The uterus is the pelvic organ that holds a pregnancy and that bleeds each menstrual period. The cervix is that part of the uterus fixed at the top of the vagina. A normal uterus is about the size of a lemon. It is divided into three parts and composed of smooth muscle that forms a thick uterine wall. The inside is lined with a glandular epithelium supported by the endometrial stroma. Together, the glandular lining and the endometrial stroma are referred to as the endometrium of the uterus. The endometrium is hormonally sensitive and it changes throughout the menstrual cycle and during pregnancy.

Types of Uterine Cancers

Each of the three parts gives rise to cancers. The smooth muscle cancers are called leiomyosarcomas. There is also a benign tumor of smooth muscle called a leiomyoma. The common name for this benign tumor is myoma or fibroid. The endometrial stroma gives rise to a variety of cancers classified as sarcomas. The glandular lining gives rise to adenocarcinomas. Ninety-five percent of uterine cancers are adenocarcinomas arising from the lining. The term uterine cancer usually refers to these adenocarcinomas.

Adenocarcinomas are graded. Grade I means well differentiated--they are easily identified as originating from the glandular tissue and have easily identifiable glandular structures. Grade II cancers are intermediate in appearance. Grade III means poorly differentiated with loss of the glandular structures. They are just solid cancer. Grade I cancers are expected to behave the best and Grade III cancers, the worst.

Premalignant changes can occur in the lining of the uterus. These changes are almost always due to excessive stimulation of the endometrial glands by an excess of estrogen or prolonged estrogen influence. They can occur in younger women who do not ovulate regularly as well as in older women who are obese. Premalignant changes are called endometrial hyperplasias and are usually diagnosed by endometrial biopsy. These are not cancers and are often best treated by medication, or in some cases hysterectomy. They can also be treated with high-dose progesterone therapy. If they occur in a young woman, she will probably be infertile due to irregular or infrequent ovulation. In these cases, the treatment is with drugs that cause ovulation. If you ovulate, you will no longer have unopposed estrogen stimulation because you now have the progesterone phase to the menstrual cycle. If you get pregnant, then that will reverse the hyperplasia, as well.

Papillary serous adenocarcinomas and clear cell adenocarcinomas are subtypes of uterine adenocarcinomas. They are different because of their increased potential to spread throughout the abdomen. In this, they sometimes behave like ovarian cancer. Diagnosis and staging is the same as for the more usual endometrial cancer. The best treatment has yet to be demonstrated. There is good reason to consider treating the entire abdomen, but there is no good way to do it. Whole abdominal radiation can be done, but it can have a lot of side effects.

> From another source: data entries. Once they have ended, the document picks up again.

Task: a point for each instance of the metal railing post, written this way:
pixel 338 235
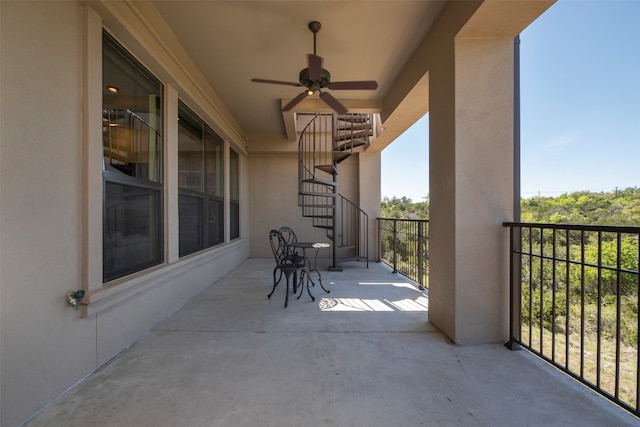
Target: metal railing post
pixel 395 245
pixel 420 254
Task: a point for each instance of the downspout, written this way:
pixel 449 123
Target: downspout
pixel 516 129
pixel 515 232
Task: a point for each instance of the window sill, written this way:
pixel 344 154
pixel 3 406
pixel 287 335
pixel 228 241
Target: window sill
pixel 121 290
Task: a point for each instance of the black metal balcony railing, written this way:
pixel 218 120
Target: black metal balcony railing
pixel 574 303
pixel 403 245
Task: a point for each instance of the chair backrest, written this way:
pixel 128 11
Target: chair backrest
pixel 278 246
pixel 288 234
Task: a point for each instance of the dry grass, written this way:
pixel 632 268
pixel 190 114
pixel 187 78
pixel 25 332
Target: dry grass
pixel 587 367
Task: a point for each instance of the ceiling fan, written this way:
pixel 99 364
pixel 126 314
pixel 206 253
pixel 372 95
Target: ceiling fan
pixel 315 78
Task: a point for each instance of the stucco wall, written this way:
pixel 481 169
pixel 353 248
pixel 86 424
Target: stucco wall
pixel 47 345
pixel 273 179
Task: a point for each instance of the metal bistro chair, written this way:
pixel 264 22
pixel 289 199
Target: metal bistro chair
pixel 290 237
pixel 284 263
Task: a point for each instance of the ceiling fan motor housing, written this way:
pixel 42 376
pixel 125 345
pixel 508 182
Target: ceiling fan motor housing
pixel 325 78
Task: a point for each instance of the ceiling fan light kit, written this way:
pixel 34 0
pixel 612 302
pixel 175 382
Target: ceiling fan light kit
pixel 315 78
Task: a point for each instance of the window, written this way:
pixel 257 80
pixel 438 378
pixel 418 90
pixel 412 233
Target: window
pixel 234 181
pixel 200 184
pixel 132 164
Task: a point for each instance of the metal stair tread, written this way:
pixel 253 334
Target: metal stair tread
pixel 354 126
pixel 353 135
pixel 349 145
pixel 316 194
pixel 330 169
pixel 319 181
pixel 353 118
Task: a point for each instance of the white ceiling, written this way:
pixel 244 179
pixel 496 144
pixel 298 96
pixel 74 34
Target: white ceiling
pixel 234 41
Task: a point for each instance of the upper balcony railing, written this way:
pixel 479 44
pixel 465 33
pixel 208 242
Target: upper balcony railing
pixel 574 303
pixel 403 245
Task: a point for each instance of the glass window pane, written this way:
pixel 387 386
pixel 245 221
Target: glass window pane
pixel 215 222
pixel 234 177
pixel 131 115
pixel 234 231
pixel 215 164
pixel 132 229
pixel 191 234
pixel 189 151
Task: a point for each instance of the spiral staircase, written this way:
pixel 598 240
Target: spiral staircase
pixel 326 141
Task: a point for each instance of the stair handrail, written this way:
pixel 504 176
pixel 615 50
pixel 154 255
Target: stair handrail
pixel 356 223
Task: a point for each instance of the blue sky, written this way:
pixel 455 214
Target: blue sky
pixel 580 106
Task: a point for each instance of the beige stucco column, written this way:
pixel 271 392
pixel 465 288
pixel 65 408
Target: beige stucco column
pixel 471 188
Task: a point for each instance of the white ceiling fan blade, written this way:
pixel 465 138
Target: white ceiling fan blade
pixel 354 85
pixel 276 82
pixel 295 101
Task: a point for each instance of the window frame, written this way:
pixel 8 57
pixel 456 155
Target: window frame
pixel 125 254
pixel 211 201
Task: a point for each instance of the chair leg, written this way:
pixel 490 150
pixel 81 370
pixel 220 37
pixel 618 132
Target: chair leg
pixel 275 283
pixel 286 298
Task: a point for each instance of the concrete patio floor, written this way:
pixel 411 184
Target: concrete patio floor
pixel 363 355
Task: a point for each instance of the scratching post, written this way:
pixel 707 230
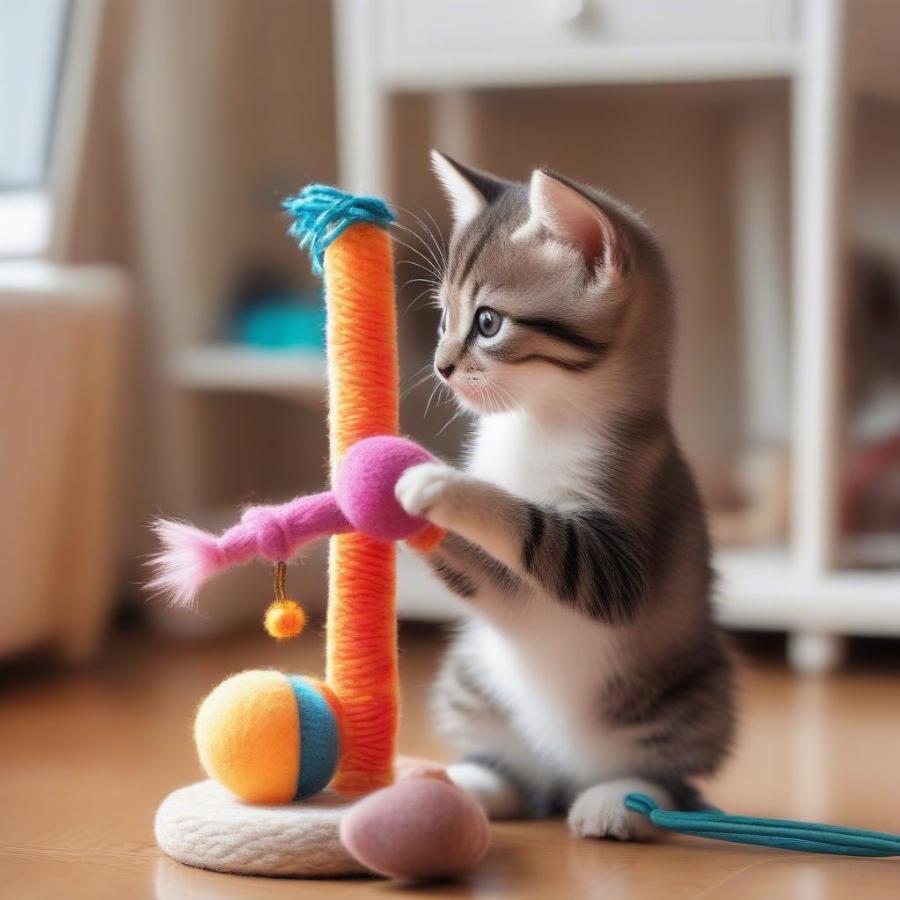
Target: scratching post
pixel 361 650
pixel 283 740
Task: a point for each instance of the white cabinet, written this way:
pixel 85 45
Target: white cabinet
pixel 451 47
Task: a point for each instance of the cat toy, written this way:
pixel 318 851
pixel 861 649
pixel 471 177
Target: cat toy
pixel 271 738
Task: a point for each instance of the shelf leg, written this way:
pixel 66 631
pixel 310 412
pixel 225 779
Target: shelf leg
pixel 815 652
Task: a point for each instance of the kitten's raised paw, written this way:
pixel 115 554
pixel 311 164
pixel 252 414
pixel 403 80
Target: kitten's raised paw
pixel 422 487
pixel 600 811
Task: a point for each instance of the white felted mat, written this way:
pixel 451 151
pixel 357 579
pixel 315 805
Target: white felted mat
pixel 204 825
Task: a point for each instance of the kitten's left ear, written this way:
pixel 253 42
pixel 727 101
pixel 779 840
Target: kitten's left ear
pixel 575 219
pixel 468 190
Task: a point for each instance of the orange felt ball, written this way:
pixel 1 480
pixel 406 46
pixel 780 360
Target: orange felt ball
pixel 284 619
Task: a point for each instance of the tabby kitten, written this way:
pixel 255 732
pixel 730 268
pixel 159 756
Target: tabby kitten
pixel 589 666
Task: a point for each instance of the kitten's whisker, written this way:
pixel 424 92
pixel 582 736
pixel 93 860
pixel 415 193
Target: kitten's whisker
pixel 428 292
pixel 438 245
pixel 420 380
pixel 438 387
pixel 427 263
pixel 438 257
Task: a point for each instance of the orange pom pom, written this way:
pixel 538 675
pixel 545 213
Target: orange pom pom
pixel 284 620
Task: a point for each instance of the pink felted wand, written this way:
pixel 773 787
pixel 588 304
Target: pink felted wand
pixel 362 500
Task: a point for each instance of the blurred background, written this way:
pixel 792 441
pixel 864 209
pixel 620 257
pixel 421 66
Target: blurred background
pixel 161 337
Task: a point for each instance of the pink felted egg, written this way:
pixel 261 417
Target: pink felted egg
pixel 365 486
pixel 420 828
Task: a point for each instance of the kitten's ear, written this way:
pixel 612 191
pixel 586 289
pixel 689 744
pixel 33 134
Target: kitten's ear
pixel 575 219
pixel 468 190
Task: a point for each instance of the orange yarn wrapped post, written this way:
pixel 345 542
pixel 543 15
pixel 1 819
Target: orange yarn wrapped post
pixel 361 650
pixel 347 239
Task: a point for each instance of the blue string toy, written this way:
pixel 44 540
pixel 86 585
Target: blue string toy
pixel 322 213
pixel 781 834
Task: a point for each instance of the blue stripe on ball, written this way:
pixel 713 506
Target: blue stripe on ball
pixel 319 739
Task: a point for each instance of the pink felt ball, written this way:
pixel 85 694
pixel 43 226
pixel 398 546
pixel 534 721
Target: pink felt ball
pixel 420 828
pixel 365 486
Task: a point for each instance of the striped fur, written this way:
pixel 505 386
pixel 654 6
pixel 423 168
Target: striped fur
pixel 577 533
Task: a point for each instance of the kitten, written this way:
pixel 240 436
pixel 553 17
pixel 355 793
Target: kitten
pixel 590 666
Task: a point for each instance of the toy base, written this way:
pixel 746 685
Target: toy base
pixel 203 825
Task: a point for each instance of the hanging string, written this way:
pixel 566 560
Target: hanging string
pixel 284 618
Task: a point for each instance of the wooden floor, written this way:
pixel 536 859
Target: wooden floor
pixel 85 757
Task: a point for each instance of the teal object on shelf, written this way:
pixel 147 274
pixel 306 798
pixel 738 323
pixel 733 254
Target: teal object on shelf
pixel 282 325
pixel 781 834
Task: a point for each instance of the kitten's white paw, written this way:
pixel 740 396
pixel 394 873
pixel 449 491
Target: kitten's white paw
pixel 600 811
pixel 422 487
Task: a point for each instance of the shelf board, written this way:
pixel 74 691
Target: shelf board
pixel 234 367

Risk Factors for Uterine Adenocarcinoma

Age is the most important risk factor for uterine adenocarcinoma. This cancer occurs in postmenopausal and premenopausal women. There is also a well-recognized association with estrogen. Estrogen is a hormone produced by the ovary. The ovary does several things under the direction of the pituitary gland in the head. First, the pituitary directs the ovary to start maturing an egg. It does this by sending the ovary the pituitary hormone Follicle Stimulating Hormone. The ovary develops a small cyst or follicle about one half inch in size within which the egg is kept. During the maturation process, the ovary makes estrogen. One of the effects of the estrogen produced is to stimulate the endometrial glands to grow and proliferate. Then, the pituitary tells the ovary to ovulate, which means that the ovary breaks the follicle and releases the egg. The pituitary hormone for this is called Luteinizing Hormone. The egg is ejected and floats into the fallopian tube. Under the influence of LH, the remnant of the follicle starts to make progesterone. Progesterone converts the lining of the uterus to accept the pregnancy. If pregnancy does not occur that cycle, then the ovary stops making progesterone. When the progesterone level falls, the support for the uterine lining is lost, and it falls off. This is the menstrual period. Then, it all starts over again: estrogen, ovulation, progesterone, and the period.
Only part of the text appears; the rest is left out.